RE: [PATCH rdma-next 01/10] RDMA: Restore ability to fail on PD deallocate

"Saleem, Shiraz" <shiraz.saleem@xxxxxxxxx> · Thu, 27 Aug 2020 02:06:03 +0000

> Subject: Re: [PATCH rdma-next 01/10] RDMA: Restore ability to fail on PD
> deallocate
> 
> On Wed, Aug 26, 2020 at 12:49:03AM +0000, Saleem, Shiraz wrote:
> 
> > The API is quite confusing now. If drivers are not expected to fail
> > the destroy and there is no way to propagate the device failures, then
> > the return type should be a void.
> 
> More or less, drivers can only return -EAGAIN with the idea that a future call during
> the close process will eventually succeed.
> 
> Any permanent failure will trigger WARN_ON and a memory leak
> 
> Maybe we should switch the return code to bool or something to be a little clearer
> that it is request to retry, not a failure?
> 
There is no retry for kernel object destroy right? So not sure bool is making It clearer.

I am not very familiar with devx flows but doesn’t it bypass the ib verbs layer altogether?
i.e. mlx5_ib_dealloc_pd isn’t directly called in the devx flows no? So why changes its return
type and other provider destroy callbacks?
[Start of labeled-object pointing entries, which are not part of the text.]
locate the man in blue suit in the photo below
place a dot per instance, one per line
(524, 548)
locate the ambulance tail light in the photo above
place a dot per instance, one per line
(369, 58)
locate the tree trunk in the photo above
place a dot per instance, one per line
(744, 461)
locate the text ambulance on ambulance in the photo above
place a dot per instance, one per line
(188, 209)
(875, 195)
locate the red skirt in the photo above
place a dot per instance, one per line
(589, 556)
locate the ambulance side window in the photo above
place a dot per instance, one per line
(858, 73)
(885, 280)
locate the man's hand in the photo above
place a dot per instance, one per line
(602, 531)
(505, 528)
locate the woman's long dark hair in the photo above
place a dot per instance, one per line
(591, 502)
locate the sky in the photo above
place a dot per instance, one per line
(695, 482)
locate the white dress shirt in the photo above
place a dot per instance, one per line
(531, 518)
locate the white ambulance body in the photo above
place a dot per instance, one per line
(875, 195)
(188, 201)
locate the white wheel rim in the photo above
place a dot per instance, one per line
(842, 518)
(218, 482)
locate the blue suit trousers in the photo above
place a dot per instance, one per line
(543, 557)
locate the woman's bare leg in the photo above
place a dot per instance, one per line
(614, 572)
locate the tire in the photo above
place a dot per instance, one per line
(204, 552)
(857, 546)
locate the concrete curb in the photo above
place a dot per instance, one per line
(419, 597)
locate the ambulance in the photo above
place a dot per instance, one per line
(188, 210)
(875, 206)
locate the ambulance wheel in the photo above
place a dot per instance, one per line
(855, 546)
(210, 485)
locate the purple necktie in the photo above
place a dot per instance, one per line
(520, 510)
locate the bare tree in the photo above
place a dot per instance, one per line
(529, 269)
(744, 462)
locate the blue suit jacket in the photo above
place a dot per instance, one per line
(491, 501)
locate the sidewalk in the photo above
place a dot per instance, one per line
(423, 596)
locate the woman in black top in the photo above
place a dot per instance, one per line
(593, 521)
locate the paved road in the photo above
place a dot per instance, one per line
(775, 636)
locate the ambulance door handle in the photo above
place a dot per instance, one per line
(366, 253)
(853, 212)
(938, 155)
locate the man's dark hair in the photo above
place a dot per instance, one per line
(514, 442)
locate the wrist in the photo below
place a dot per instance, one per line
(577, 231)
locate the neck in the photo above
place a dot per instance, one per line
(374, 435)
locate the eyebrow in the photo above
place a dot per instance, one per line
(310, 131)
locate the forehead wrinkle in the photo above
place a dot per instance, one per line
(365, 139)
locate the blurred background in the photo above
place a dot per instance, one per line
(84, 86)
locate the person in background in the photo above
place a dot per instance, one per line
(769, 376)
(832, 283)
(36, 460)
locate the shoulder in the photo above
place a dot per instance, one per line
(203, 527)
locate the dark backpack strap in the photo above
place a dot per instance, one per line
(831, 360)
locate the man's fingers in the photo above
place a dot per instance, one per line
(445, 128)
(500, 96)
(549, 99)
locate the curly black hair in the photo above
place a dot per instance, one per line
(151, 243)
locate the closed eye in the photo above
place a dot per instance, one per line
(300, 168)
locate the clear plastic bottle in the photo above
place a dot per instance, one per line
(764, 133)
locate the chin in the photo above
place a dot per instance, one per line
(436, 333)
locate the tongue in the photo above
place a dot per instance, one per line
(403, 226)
But lets go down the path that we really need a return code in the destroy APIs to solve this problem.
For one I don’t see how we can say its meant exclusively for devx drivers to use for a fail.
Also can we really claim the API contract is that driver can fail a destroy given a future destroy will succeed?
Since the kernel destroy has no retry.

Which then boils down do we just keep a simpler definition of the API contract -- driver can just return whatever the true error code is?
i.e. if it wants a retry, use EAGAIN. If it has a non recoverable device error, then reset the device, clean up the resources but return ENOTRECOVERABLE.
ib_core can enable the retry logic for EAGAIN _only_.  For other error codes, Ib_core can trigger a warn_on or something to indicate permanent failure.
It can also pass on ret_code to user-space as its doing today?

Shiraz